Remote Control Killing Like Sport - by Stephen Lendman
Defense contractor giants like Boeing, Lockeed Martin, Northrop Grumman, and others, as well as smaller rivals compete for growing demand for unmanned aerial vehicles (UAVs). They include remote control operated killer drones, also called unmanned combat aerial vehicles (UCAVs).
It's America's newest sport. From distant command centers, far from target sights, sounds, and smells, operators dismissively ignore human carnage showing up as computer screen blips little different from video game images. The difference, of course, is people die, mostly noncombatants. More on that below.
On March 10, 2010, Der Spiegel writer Marc Pitzke headlined, "How Drone Pilots Wage War," saying:
They "sit in air-conditioned rooms far away from (America's wars). They guide their weapons with joysticks and monitors. The remote warriors work with a high degree of precision - at a fraction of the cost of a fighter jet," but just as deadly.
Operators use computer keyboards and five monitors. One says "I've got eight missiles and two bombs on two Predators. Weapons ready."
The main monitor shows a target's aerial view "from a considerable height....Three, two, one. Impact," after pushing a red button. "Excellent job," the man says after a destructive explosion. The entire mission lasted two minutes "against a faceless enemy" attacked by remote control half a world away.
"The whole thing looks like a computer game," virtual war "that doesn't require combatants to get their hands dirty" or perhaps souls compromised for mindlessly slaughtering civilians lawlessly - what America's media never explain or why Washington wages war.
Each drone system includes four aircraft, a ground station, a satellite link, and launch site maintenance crew, keeping UAVs ready to use round-the-clock on a moment's notice. Like America's wars, moreover, drone technology is a growth business, Insitu's Steven Sliwa saying the industry is well positioned like the aeronautical one during WW II - up-up-and-away for big profits.
America's Drone Command Centers
Two currently operate, the CIA's at its Langley, VA headquarters, the Pentagon's at Nevada's Creech Air Force Base, about 35 miles from Las Vegas.

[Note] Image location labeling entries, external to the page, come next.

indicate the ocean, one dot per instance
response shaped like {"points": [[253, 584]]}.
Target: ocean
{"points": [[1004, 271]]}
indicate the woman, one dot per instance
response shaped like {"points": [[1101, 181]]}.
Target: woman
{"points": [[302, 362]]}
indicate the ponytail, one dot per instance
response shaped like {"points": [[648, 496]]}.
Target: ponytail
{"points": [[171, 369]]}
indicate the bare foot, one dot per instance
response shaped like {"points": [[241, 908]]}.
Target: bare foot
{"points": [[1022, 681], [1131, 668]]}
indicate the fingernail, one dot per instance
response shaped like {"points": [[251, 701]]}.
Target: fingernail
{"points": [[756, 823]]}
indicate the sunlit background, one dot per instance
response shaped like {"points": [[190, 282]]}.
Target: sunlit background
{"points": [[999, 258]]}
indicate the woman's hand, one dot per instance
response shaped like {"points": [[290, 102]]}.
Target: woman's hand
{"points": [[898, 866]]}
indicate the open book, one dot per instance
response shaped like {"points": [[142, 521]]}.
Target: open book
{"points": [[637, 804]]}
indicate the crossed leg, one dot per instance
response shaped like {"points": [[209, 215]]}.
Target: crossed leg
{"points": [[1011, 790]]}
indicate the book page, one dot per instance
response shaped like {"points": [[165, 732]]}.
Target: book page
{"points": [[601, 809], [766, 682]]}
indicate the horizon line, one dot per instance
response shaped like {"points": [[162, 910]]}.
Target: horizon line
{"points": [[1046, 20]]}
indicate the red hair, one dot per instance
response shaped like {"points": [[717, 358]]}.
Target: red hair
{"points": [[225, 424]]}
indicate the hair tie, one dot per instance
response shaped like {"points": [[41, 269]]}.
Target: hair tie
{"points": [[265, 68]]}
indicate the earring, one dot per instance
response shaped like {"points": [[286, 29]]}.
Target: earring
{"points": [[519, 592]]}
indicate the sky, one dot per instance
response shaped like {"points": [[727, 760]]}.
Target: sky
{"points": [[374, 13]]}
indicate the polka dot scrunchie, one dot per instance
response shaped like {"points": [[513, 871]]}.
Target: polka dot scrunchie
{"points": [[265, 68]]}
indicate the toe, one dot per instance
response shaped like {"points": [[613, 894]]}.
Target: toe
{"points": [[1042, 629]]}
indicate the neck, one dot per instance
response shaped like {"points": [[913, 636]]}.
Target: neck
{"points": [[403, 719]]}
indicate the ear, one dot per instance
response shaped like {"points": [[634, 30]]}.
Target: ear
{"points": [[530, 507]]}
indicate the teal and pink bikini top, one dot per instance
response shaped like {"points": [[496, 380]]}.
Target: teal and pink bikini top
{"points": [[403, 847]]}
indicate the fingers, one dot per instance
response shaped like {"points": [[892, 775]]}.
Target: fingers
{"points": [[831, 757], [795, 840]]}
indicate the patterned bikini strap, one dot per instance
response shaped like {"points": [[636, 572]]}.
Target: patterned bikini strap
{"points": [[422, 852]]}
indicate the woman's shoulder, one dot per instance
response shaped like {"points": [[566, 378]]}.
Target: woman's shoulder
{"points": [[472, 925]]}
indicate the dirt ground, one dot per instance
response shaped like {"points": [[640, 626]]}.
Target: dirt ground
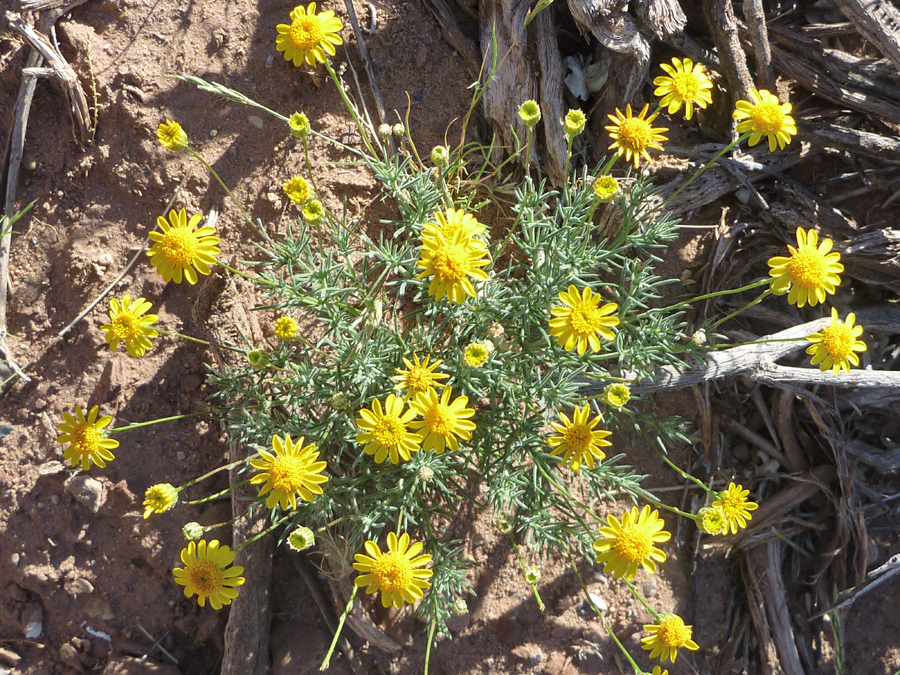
{"points": [[85, 581]]}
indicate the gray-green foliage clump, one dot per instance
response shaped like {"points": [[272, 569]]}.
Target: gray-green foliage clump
{"points": [[364, 310]]}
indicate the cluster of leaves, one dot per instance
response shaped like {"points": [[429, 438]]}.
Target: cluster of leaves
{"points": [[364, 309]]}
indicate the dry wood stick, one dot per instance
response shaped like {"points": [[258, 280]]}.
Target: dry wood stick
{"points": [[757, 361], [723, 25], [755, 16]]}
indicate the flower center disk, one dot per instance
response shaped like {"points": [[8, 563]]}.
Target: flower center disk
{"points": [[389, 431], [633, 546], [205, 577], [286, 473], [180, 246], [838, 340], [451, 263], [635, 133], [578, 437], [393, 572], [440, 419], [685, 85], [306, 32], [768, 117], [585, 319]]}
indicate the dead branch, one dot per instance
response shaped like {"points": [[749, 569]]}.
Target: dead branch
{"points": [[758, 361], [78, 104], [878, 22], [818, 80], [755, 16], [723, 26]]}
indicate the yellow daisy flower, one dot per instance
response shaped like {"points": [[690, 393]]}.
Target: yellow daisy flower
{"points": [[451, 222], [623, 547], [297, 190], [171, 136], [617, 394], [290, 471], [530, 113], [87, 442], [442, 422], [287, 328], [765, 116], [477, 353], [811, 271], [579, 440], [418, 377], [450, 262], [300, 126], [178, 248], [394, 573], [632, 136], [835, 346], [207, 573], [605, 189], [574, 123], [580, 321], [160, 498], [128, 325], [686, 82], [736, 507], [310, 37], [384, 430], [712, 520], [666, 636]]}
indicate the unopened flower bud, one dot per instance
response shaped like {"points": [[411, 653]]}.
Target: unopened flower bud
{"points": [[258, 358], [301, 539], [532, 574], [440, 156], [340, 401], [193, 531]]}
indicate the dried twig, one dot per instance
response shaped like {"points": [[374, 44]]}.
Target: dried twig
{"points": [[755, 16], [723, 26], [878, 22], [758, 361]]}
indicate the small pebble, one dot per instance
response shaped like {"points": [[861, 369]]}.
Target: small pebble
{"points": [[598, 601]]}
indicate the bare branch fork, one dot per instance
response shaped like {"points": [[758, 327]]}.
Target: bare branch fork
{"points": [[758, 361]]}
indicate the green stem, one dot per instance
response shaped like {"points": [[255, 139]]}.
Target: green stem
{"points": [[203, 500], [244, 275], [766, 293], [138, 425], [640, 597], [340, 627], [685, 474], [309, 171], [228, 192], [349, 105], [226, 467], [431, 627], [598, 612], [730, 291], [262, 534], [198, 340], [529, 136], [703, 168]]}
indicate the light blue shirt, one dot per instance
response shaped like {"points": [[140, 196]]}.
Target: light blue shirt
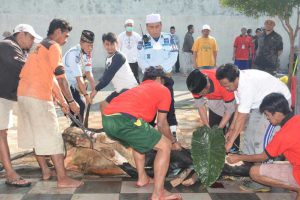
{"points": [[76, 63], [164, 52]]}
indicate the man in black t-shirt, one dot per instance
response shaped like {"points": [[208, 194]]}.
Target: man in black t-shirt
{"points": [[270, 47], [12, 58]]}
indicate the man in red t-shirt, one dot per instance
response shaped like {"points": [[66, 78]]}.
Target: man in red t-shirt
{"points": [[126, 119], [206, 88], [286, 141], [242, 50]]}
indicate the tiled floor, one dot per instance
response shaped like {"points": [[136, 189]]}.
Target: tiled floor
{"points": [[120, 188]]}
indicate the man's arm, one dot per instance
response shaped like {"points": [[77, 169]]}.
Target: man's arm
{"points": [[229, 110], [234, 158], [235, 129], [163, 128]]}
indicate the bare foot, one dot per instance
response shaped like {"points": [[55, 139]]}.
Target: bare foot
{"points": [[48, 175], [69, 183], [142, 182]]}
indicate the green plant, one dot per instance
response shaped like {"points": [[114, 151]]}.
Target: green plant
{"points": [[208, 153]]}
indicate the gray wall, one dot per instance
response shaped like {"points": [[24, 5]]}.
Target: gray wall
{"points": [[102, 16]]}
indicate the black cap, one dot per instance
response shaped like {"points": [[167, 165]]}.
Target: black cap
{"points": [[196, 81], [87, 36]]}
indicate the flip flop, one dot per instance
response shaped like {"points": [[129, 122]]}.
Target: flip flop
{"points": [[144, 185], [16, 183]]}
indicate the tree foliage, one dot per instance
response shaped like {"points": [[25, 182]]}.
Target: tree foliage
{"points": [[255, 8]]}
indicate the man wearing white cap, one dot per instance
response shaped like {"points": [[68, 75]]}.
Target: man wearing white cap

Look-alikes, they're sterile, insular, secure computer rooms manned by "combat commuters." By day, they wage war, then drive home for dinner, relaxation, and family time, dismissive of killing for a living like mafia hit men, except they do it daily on a global scale against nameless, faceless targets.
Working in pairs, a pilot sits at one end of a computer station, a sensor operator at the other, controlling visual surveillance, able to zoom in for closer views, capturing images from drone cameras and satellites.

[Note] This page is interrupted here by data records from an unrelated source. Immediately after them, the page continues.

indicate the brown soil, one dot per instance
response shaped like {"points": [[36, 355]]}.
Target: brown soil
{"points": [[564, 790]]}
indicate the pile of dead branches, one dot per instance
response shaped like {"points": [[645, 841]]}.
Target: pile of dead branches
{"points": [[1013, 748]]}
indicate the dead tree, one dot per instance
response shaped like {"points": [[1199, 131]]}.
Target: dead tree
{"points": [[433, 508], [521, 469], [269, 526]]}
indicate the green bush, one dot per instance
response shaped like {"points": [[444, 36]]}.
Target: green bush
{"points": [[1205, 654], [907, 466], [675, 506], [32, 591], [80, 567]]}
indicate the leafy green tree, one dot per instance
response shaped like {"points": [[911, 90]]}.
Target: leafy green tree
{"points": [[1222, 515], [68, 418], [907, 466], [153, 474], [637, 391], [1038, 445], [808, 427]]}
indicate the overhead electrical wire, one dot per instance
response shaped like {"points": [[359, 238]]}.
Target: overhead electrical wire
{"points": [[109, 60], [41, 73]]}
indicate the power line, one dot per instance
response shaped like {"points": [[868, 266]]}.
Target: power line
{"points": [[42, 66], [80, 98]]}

The Pentagon's team maintains constant radio contact with its Combined Air Operations Center (CAOC) Qatar headquarters and US Kandahar, Afghanistan base where UAVs take off and land.
ACLU National Security Project director Hina Shamsi calls Predator drones "targeted international killings by the state." On February 8, 2010, she and Law Professor Philip Alston's London Guardian article headlined, "A killer above the law?" saying:
Sanitized killing on the cheap leaves disturbing issues unanswered, including a program shrouded in secrecy, no accountability, and dubious "no reports" of civilian casualties despite "credible (ones) that hundreds of innocents have died."